Quanto è Europa la Russia? 

Lo è stata fino a non molto tempo fa. Non possiamo dimenticare il grande avvicinamento dopo la fine del comunismo. Ricordo di aver assistito a un vertice NATO-Russia – con Eltsin e Chirac che presiedevano – dove le ipotesi di collaborazioni erano concrete. Ricordo anche che nell’ultimo summit della mia Commissione, nello scambio finale Russia-UE, un autorevole giornalista russo chiese a Putin e a me quando la Russia sarebbe diventata membro dell’UE. Disse ‘quando’ non ‘se’. Io risposi che la Russia era troppo grande ma c’erano le basi per la collaborazione e feci la battuta “in fondo possiamo un pò mescolarci come whisky e soda” e Putin disse: “no, come vodka e caviale!” Questo era il tipo di rapporto. Quando feci l’allargamento c’erano otto Paesi che appartenevano al patto di Varsavia. La reazione di Putin fu chiara ed esplicita: “nessun problema con l’Unione Europea ma non voglio la NATO ai miei confini”. Con il distanziarsi dall’Occidente Putin ha iniziato ad adottare una dottrina di crescente accentramento del sistema. Non come nostalgia dell’URSS, ma della grande madre Russia, la Russia imperiale, il grande accordo con la Chiesa Ortodossa, il popolo russo e la sua vasta estensione territoriale. Poi è arrivata la conquista della Crimea e quello che è successo dopo, con una responsabilità non leggera da parte della Chiesa, quando il patriarca di Costantinopoli ha riconosciuto – pur in una situazione complicata di più Chiese – la Chiesa autocefala ucraina.

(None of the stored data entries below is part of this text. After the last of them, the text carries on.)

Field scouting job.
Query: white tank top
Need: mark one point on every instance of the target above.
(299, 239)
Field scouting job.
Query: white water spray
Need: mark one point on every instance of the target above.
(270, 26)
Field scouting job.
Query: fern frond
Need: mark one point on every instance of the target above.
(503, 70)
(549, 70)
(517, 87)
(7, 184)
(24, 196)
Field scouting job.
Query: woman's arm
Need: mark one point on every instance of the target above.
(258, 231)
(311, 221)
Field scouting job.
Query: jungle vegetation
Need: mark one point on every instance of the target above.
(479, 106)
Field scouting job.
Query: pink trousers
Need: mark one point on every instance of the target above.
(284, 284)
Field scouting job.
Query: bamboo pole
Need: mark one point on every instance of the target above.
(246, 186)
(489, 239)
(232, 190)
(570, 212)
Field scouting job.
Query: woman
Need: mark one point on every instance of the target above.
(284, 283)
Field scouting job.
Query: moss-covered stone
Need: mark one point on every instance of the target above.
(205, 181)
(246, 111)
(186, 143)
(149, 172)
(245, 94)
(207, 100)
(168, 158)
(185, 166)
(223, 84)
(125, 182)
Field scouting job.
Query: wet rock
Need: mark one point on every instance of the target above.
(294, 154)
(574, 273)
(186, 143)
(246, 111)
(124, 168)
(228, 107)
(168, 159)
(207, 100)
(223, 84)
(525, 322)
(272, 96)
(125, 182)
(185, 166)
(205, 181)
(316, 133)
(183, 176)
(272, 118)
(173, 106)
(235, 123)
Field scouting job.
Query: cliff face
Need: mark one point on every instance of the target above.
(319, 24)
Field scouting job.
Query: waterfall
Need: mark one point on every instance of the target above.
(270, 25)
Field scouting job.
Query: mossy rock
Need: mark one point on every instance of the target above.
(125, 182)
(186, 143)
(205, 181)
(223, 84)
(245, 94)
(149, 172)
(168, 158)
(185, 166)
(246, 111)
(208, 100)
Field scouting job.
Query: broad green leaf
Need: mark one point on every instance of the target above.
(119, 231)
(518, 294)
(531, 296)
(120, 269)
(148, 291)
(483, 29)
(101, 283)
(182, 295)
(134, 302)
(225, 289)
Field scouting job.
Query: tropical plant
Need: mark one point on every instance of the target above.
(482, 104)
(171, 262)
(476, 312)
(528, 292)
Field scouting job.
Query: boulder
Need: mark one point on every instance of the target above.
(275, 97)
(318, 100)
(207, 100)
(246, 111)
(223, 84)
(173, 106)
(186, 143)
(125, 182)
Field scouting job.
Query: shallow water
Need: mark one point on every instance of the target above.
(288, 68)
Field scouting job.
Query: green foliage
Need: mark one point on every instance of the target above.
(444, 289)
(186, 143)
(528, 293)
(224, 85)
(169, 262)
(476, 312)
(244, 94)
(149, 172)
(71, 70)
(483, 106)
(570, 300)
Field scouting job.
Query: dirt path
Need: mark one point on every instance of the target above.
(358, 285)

Guardando lo stato attuale dell’UE ti senti sconfitto o no?

No, perché l’Europa esiste ancora ed ha grandi potenzialità! Perché se non avessimo fatto l’euro e l’allargamento pensa in che tragedia ci troveremmo. Smettiamola di dire che l’euro è solo una moneta. Dietro l’euro non c’era solo finanza ma una visione di pace. Ora siamo in una situazione complicata e di ritirata ma ci siamo ancora. E noi siamo ancora in pace, mentre attorno è tutto guerra.

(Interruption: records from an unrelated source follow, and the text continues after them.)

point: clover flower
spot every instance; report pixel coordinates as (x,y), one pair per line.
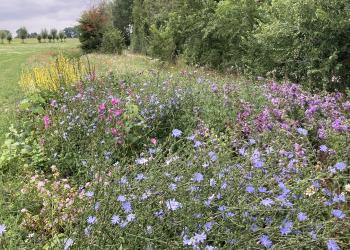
(332,245)
(173,204)
(265,241)
(2,229)
(176,133)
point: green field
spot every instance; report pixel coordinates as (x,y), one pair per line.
(15,56)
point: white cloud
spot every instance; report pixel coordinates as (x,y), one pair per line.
(38,14)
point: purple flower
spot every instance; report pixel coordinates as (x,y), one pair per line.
(267,202)
(2,229)
(126,205)
(176,133)
(140,177)
(197,177)
(130,217)
(115,219)
(121,198)
(91,220)
(341,166)
(199,238)
(286,227)
(332,245)
(250,189)
(302,131)
(338,213)
(323,148)
(172,186)
(209,225)
(68,243)
(173,204)
(302,216)
(212,182)
(141,161)
(89,194)
(159,213)
(213,156)
(265,241)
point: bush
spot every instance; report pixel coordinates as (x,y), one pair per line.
(92,24)
(306,41)
(60,73)
(112,41)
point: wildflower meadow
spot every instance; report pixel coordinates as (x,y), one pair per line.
(180,124)
(160,160)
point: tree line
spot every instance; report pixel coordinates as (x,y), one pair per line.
(43,36)
(305,41)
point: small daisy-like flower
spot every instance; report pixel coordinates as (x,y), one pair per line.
(140,177)
(213,156)
(176,133)
(332,245)
(323,148)
(302,131)
(126,205)
(173,204)
(338,213)
(89,194)
(121,198)
(341,166)
(68,243)
(141,161)
(91,220)
(130,217)
(199,238)
(115,219)
(286,228)
(265,241)
(2,229)
(302,217)
(197,177)
(250,189)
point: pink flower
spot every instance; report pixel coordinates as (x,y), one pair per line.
(115,101)
(114,131)
(101,107)
(118,112)
(47,121)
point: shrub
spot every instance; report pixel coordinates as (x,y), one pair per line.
(306,41)
(112,41)
(60,73)
(161,44)
(92,24)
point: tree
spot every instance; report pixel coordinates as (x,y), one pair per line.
(9,37)
(53,33)
(71,32)
(2,36)
(92,24)
(112,41)
(122,17)
(61,35)
(44,34)
(22,33)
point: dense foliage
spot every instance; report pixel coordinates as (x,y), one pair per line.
(112,41)
(93,23)
(303,41)
(179,160)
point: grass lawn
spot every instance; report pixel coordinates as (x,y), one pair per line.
(15,56)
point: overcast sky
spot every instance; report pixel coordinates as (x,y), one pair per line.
(38,14)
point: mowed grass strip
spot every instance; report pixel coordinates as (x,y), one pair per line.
(15,56)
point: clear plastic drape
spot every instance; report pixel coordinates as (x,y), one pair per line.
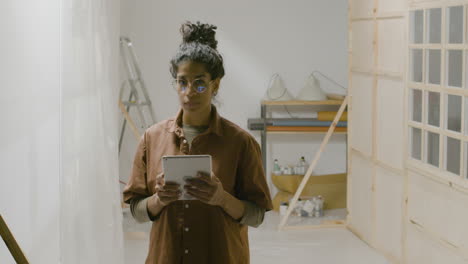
(90,212)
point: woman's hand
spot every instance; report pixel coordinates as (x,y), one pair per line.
(167,192)
(206,188)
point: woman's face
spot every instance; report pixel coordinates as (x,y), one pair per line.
(191,79)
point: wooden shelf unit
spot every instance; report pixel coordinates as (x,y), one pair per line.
(328,131)
(295,129)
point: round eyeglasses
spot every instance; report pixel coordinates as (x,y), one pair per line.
(199,85)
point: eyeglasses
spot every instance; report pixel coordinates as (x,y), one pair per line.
(182,85)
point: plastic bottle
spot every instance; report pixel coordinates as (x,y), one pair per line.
(302,166)
(276,168)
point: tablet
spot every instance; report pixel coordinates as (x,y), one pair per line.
(178,168)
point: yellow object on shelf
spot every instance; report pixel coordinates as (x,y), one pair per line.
(331,187)
(329,116)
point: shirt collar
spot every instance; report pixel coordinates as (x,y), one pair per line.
(214,125)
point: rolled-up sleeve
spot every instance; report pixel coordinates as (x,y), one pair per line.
(136,186)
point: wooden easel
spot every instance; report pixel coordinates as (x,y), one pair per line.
(312,166)
(11,243)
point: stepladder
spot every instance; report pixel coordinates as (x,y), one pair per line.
(134,101)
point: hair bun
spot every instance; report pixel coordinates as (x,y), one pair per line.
(198,32)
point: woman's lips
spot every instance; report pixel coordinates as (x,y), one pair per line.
(191,104)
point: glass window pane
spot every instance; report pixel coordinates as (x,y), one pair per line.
(433,148)
(455,24)
(454,68)
(433,109)
(453,155)
(416,65)
(417,26)
(466,116)
(417,105)
(433,66)
(466,160)
(454,112)
(434,25)
(416,143)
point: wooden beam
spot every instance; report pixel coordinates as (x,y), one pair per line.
(129,120)
(313,164)
(11,243)
(297,102)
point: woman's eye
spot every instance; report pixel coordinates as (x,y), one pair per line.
(201,88)
(199,83)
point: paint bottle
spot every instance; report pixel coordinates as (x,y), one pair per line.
(283,208)
(276,168)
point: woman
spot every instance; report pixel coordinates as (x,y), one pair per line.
(212,228)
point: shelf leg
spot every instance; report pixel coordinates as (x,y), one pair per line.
(263,136)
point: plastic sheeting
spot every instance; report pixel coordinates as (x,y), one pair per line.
(90,213)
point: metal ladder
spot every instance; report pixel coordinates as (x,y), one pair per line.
(135,83)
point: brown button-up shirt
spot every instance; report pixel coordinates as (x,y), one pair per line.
(191,231)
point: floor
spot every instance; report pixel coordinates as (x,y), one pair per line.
(267,245)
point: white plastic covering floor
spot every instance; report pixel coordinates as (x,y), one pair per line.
(267,245)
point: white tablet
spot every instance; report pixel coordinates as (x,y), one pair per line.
(177,168)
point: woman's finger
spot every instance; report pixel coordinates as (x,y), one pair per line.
(199,183)
(199,195)
(205,189)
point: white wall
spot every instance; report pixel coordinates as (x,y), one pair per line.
(257,39)
(58,145)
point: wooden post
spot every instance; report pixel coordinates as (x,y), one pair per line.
(130,121)
(11,243)
(314,163)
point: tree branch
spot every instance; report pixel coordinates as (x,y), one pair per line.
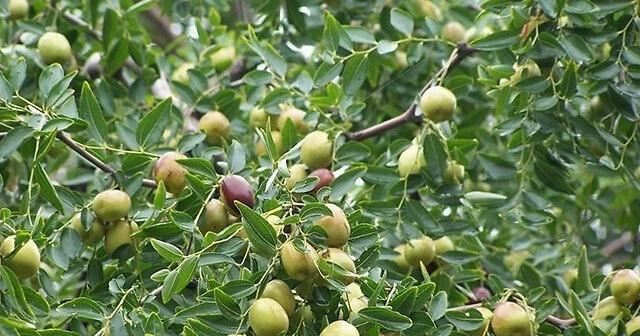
(66,139)
(558,322)
(461,52)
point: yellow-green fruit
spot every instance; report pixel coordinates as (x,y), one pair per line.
(340,258)
(111,205)
(268,318)
(570,276)
(443,245)
(514,259)
(400,60)
(607,307)
(296,116)
(18,9)
(316,150)
(181,74)
(633,325)
(411,160)
(421,250)
(216,216)
(216,126)
(529,69)
(258,118)
(353,291)
(223,58)
(297,173)
(170,172)
(91,236)
(261,149)
(428,9)
(356,300)
(454,173)
(54,48)
(336,226)
(625,287)
(340,328)
(438,104)
(453,31)
(279,291)
(510,319)
(298,265)
(400,259)
(275,222)
(118,234)
(484,329)
(24,263)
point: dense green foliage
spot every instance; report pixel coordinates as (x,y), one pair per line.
(196,111)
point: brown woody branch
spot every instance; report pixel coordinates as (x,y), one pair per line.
(461,52)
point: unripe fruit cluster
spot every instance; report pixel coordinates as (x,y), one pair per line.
(170,172)
(421,251)
(438,104)
(510,318)
(215,126)
(111,208)
(625,291)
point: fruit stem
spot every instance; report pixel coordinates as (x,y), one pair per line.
(459,53)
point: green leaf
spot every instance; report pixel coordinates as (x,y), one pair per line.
(49,77)
(6,90)
(485,199)
(199,166)
(159,197)
(257,77)
(13,139)
(167,251)
(576,48)
(386,46)
(385,318)
(13,294)
(260,233)
(82,307)
(18,73)
(46,188)
(583,281)
(236,157)
(435,155)
(269,55)
(355,72)
(179,278)
(116,56)
(90,112)
(470,320)
(139,7)
(326,73)
(438,306)
(345,182)
(496,41)
(331,33)
(497,167)
(401,21)
(228,306)
(153,124)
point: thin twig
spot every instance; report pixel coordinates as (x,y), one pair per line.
(66,139)
(461,52)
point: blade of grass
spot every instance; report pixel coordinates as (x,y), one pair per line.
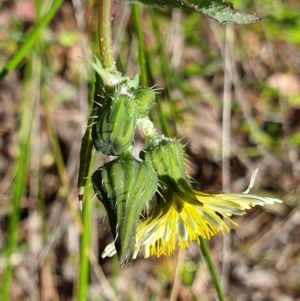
(21,168)
(84,264)
(211,268)
(168,77)
(65,189)
(31,39)
(136,16)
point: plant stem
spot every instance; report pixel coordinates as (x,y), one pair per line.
(211,267)
(104,34)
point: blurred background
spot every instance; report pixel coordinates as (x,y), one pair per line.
(230,92)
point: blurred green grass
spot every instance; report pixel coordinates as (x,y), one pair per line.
(48,87)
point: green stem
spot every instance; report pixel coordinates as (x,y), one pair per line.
(104,34)
(211,267)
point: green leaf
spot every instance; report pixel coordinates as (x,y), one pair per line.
(219,10)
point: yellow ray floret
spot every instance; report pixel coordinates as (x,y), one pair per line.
(182,216)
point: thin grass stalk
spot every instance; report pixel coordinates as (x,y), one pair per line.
(168,76)
(212,270)
(136,16)
(65,190)
(31,39)
(21,169)
(104,34)
(84,263)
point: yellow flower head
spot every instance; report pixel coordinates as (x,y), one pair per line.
(182,214)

Permettimi una domanda personale: quanto ti manca Flavia?

Moltissimo, più di quanto non pensassi. Abbiamo vissuto e condiviso tutto per più di cinquant’anni. E’ un colpo durissimo perché fai fatica, non sai come comportarti. I primi mesi ho accettato tutti i lavori che mi proponevano. Poi ho voluto prendermi un periodo di riposo ma è stato talmente brutto che ho di nuovo accettato di fare il predicatore nelle università e nelle scuole medie, tornare a fare seminari in Cina e tenere un po’ di lezioni negli Stati Uniti.